Teleobjektiv in der Mobilfotografie

Jahrelang haben sie uns das verkauft erweiterter Zoom Es mag wie ein simpler Ansatz erscheinen, Dinge näher heranzubringen, doch die Realität ist weitaus interessanter. Ein gutes Teleobjektiv in der Mobilfotografie Es ermöglicht Ihnen nicht nur, entfernte Objekte klar zu erkennen.Es verändert auch die Gesichtsproportionen in Porträts grundlegend: die Art, wie der Hintergrund gestaucht wird, wie das Motiv vom Hauptmotiv getrennt wird und den Unschärfeeffekt. Wir erklären Ihnen in Ruhe und ohne Umschweife, wie es funktioniert, welche Arten es gibt, was die Hersteller umgesetzt haben und welche Smartphones und Zubehörteile sich lohnen, wenn Zoom für Sie wichtig ist.

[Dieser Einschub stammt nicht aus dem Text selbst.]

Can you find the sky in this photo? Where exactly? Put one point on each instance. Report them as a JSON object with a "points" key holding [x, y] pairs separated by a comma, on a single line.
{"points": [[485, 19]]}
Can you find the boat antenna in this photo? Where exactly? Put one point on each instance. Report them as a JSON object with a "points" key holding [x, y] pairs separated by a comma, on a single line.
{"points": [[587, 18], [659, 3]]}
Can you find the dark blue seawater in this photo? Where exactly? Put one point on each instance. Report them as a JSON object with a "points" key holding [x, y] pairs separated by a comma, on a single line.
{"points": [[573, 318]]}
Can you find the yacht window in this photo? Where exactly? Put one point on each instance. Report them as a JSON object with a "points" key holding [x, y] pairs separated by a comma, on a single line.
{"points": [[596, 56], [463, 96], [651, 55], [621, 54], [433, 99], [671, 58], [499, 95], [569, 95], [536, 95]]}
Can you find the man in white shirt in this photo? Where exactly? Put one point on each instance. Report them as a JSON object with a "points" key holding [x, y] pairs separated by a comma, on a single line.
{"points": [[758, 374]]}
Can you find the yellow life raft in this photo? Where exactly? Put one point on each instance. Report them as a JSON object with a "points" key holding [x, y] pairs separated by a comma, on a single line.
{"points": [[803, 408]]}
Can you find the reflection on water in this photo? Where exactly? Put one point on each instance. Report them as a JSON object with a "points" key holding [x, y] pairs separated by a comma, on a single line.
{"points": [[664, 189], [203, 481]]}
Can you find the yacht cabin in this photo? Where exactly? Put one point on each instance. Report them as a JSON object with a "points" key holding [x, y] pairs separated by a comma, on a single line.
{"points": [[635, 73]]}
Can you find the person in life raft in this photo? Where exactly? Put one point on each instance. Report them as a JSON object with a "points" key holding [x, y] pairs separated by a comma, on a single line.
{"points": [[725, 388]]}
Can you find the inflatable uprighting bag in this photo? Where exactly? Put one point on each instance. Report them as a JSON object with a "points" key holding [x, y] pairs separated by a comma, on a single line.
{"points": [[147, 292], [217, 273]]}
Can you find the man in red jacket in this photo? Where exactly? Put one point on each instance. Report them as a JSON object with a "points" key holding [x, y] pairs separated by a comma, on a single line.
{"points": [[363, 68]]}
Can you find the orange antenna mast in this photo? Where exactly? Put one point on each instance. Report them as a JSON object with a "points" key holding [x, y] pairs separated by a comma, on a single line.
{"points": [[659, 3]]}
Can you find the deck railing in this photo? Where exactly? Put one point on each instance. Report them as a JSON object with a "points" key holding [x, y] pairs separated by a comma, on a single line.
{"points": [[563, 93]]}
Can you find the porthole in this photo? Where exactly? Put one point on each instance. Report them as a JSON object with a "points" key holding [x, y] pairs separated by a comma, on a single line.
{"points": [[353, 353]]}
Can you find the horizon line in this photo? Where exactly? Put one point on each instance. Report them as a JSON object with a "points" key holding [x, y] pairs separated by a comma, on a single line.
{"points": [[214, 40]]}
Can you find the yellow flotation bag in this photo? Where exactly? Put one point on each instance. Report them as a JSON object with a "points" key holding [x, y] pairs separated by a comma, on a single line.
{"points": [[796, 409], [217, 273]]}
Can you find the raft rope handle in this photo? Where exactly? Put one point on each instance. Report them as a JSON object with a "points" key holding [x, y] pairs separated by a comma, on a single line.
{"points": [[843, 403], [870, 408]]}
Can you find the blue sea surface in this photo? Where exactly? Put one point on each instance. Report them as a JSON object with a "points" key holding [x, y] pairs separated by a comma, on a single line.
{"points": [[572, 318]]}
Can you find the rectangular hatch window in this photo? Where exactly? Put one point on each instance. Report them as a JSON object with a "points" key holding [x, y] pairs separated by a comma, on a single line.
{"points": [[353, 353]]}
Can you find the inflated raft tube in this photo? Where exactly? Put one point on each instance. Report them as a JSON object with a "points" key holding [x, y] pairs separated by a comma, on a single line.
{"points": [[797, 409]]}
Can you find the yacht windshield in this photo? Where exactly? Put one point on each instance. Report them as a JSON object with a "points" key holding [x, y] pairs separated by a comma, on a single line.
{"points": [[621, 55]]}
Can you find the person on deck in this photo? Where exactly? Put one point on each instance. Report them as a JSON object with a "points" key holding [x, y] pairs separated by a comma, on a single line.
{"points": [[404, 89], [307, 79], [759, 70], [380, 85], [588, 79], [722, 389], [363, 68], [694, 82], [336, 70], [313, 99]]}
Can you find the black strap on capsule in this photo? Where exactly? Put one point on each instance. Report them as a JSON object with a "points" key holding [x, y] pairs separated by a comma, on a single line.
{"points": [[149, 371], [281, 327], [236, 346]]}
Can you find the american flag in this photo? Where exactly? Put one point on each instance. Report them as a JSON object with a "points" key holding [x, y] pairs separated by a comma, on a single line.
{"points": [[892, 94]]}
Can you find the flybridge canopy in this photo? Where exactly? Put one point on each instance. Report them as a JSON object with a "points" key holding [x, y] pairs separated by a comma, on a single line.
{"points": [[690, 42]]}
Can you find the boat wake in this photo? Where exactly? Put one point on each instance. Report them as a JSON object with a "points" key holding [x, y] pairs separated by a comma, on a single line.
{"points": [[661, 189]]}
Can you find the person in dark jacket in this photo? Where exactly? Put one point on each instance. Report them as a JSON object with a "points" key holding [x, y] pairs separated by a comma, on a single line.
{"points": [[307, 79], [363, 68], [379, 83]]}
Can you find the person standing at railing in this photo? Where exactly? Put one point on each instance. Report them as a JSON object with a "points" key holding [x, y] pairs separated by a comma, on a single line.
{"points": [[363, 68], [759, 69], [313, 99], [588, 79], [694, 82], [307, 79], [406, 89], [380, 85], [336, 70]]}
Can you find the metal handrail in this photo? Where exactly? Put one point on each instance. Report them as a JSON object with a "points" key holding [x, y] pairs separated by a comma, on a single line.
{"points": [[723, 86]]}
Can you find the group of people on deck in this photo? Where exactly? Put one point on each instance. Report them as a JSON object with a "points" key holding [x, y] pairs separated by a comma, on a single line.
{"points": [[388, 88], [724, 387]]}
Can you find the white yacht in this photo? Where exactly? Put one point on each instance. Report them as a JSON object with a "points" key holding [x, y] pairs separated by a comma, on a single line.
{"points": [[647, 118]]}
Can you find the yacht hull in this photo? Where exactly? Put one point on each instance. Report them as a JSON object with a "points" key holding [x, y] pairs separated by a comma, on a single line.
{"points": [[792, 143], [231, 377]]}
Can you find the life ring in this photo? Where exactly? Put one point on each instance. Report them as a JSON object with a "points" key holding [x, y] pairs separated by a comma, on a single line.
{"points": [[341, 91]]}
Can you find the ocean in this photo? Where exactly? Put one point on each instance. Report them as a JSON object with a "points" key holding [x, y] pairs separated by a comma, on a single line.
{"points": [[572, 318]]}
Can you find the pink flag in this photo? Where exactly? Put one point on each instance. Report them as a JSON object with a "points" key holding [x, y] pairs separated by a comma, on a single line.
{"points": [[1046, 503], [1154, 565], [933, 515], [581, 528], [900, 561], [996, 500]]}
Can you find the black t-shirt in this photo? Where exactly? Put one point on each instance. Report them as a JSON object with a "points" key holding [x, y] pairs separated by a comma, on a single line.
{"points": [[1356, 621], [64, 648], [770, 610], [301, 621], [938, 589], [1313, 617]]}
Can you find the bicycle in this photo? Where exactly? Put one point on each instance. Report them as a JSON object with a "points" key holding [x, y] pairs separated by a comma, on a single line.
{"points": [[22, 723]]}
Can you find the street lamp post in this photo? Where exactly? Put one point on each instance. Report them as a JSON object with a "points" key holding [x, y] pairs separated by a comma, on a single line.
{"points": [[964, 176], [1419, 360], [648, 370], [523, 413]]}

Brennweite: das Herzstück des Teleobjektivs eines Mobiltelefons

Um zu verstehen, was ein Teleobjektiv an einem Smartphone so besonders macht, muss man mit den Grundlagen beginnen: die Brennweite (oder Brennweite)Einfach ausgedrückt handelt es sich um den Abstand zwischen dem optischen Zentrum der Linse und dem Bildsensor, angegeben in Millimetern (bei Mobiltelefonen entsprechend dem Vollformat).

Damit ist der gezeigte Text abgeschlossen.